Fotoğraf: Atatürk Haydarpaşa Garı’nda karşılanıyor 6 Mayıs 1929, www.isteataturk.com

 

Yeşilçam filmlerinin vazgeçilmez platosuydu “Haydarpaşa Garı”

Bir zamanlar Anadolu’dan İstanbul’a açılan umudun kapısıydı; Haydarpaşa Garı dendi mi, herkes o meşhur denize açılan merdivenleri hatırlardı… Yeşilçam filmlerinin vazgeçilmez platosuydu...

Halit Refiğ'in 1965 tarihli ‘Gurbet Kuşları’ filminde Bakırcıoğlu Ailesi Haydarpaşa Gar’ında trenden indiğinde, baba Tahir Efendi söyle der;

“Seni yeneceğim İstanbul”

Nejat Saydam’ın yönettiği ‘Boğaziçi Şarkısı’ (1966) adlı filmin başlangıç sahnesinde tren yolculuğu yaparak İstanbul’a gezmeye gelen bir grup kız, İstanbul’a Haydarpaşa Garı’ndan girerler. Filmde Selda Alkor, Tamer Yiğit, Adnan Şenses, Necdet Tosun oynamıştır.

Tahta bavulları, ellerindeki sepetleri, şaşkın ve aceleci tavırlarıyla Erzincan’ın Eğin ilçesinden İstanbul’a gelen Zeki ile Metin Haydarpaşa Garı’nda trenden inerler.  (Nereye Bakıyor Bu Adamlar, 1976)

Fotoğraf: Kolaj; Gurbet Kuşları - Bu Adamlar Nereye Bakıyor - Boğaziçi Şarkısı

 

Memleketten İnsan Manzaralarıdır Haydarpaşa Garı…

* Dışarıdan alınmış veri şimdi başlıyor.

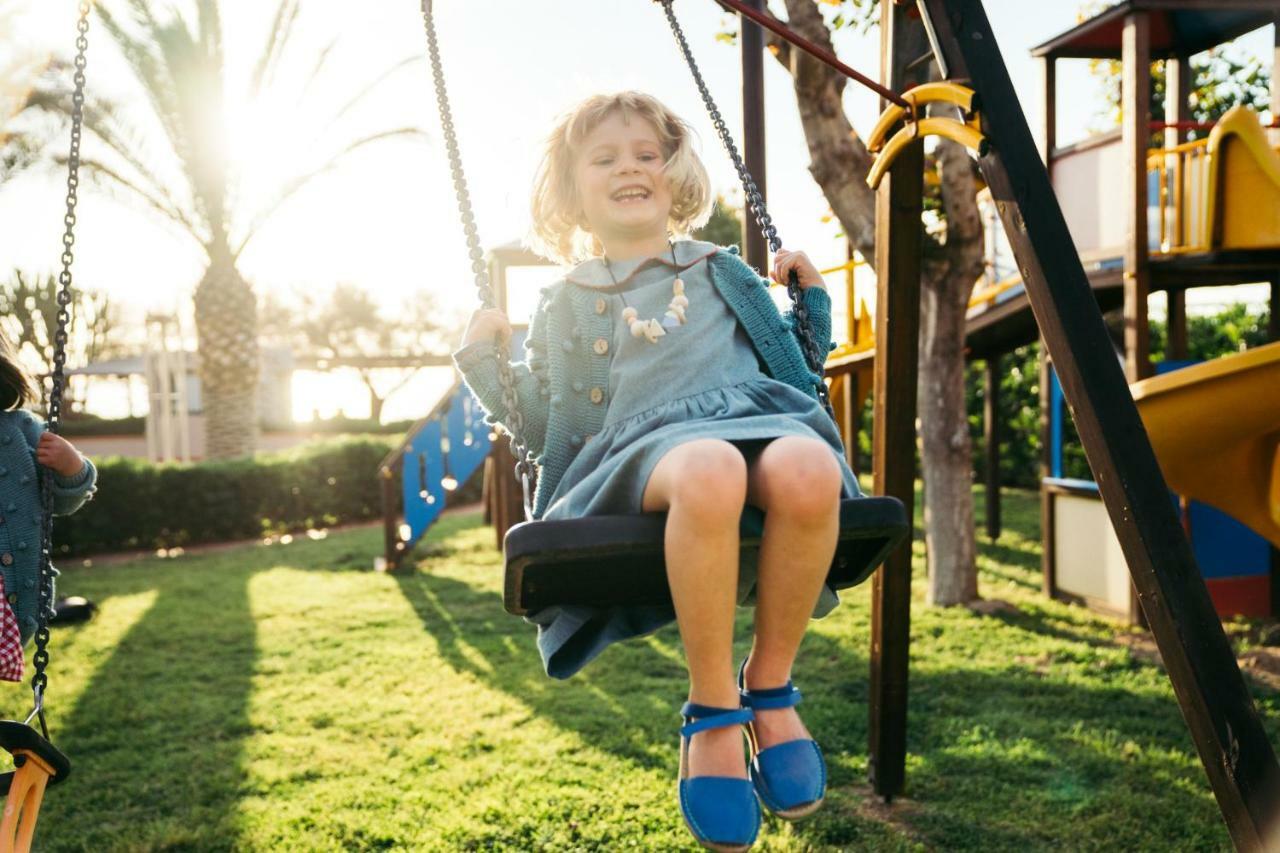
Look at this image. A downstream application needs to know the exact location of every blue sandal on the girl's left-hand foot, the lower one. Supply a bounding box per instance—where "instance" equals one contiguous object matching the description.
[677,702,760,853]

Haydarpaşa Garı yapıldığı dönemdeki yazarlardan günümüz yazarlarına kadar romanda, hikâyede, şiirde, denemede karşımıza çıkar.

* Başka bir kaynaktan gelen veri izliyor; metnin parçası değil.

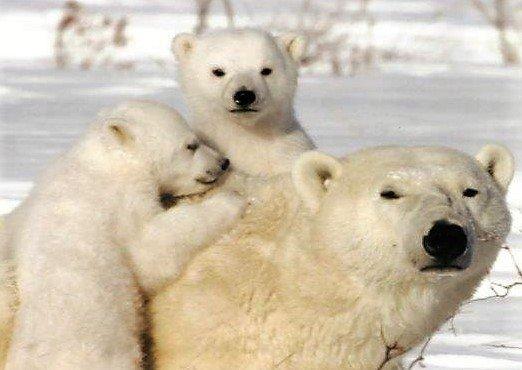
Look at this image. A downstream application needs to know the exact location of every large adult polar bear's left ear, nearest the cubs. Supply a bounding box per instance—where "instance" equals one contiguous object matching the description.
[292,151,342,212]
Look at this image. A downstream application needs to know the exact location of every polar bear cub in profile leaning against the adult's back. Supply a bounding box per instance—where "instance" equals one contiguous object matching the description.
[4,101,244,370]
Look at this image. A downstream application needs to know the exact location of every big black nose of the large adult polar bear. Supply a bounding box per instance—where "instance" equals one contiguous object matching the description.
[422,220,468,262]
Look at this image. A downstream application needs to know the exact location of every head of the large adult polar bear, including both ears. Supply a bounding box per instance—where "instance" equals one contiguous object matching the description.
[293,145,514,283]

Nâzım Hikmet’in Memleketimden İnsan Manzaraları’nın başlangıcı Haydarpaşa Garı’nda geçer. Genci yaşlısı, yoksulu zengini, kadını erkeği, gardiyanı tutuklusuyla Türkiye insanını resmeder Haydarpaşa Garı’nda Nâzım.

 “Haydarpaşa garında

1941 baharında

        saat on beş.

Merdivenlerin üstünde güneş

                                            yorgunluk

                                                        ve telaş.

Bir adam

        merdivenlerde duruyor

                  bir şeyler düşünerek.

Zayıf.

Korkak.

Burnu sivri ve uzun yanaklarının üstü çopur. ”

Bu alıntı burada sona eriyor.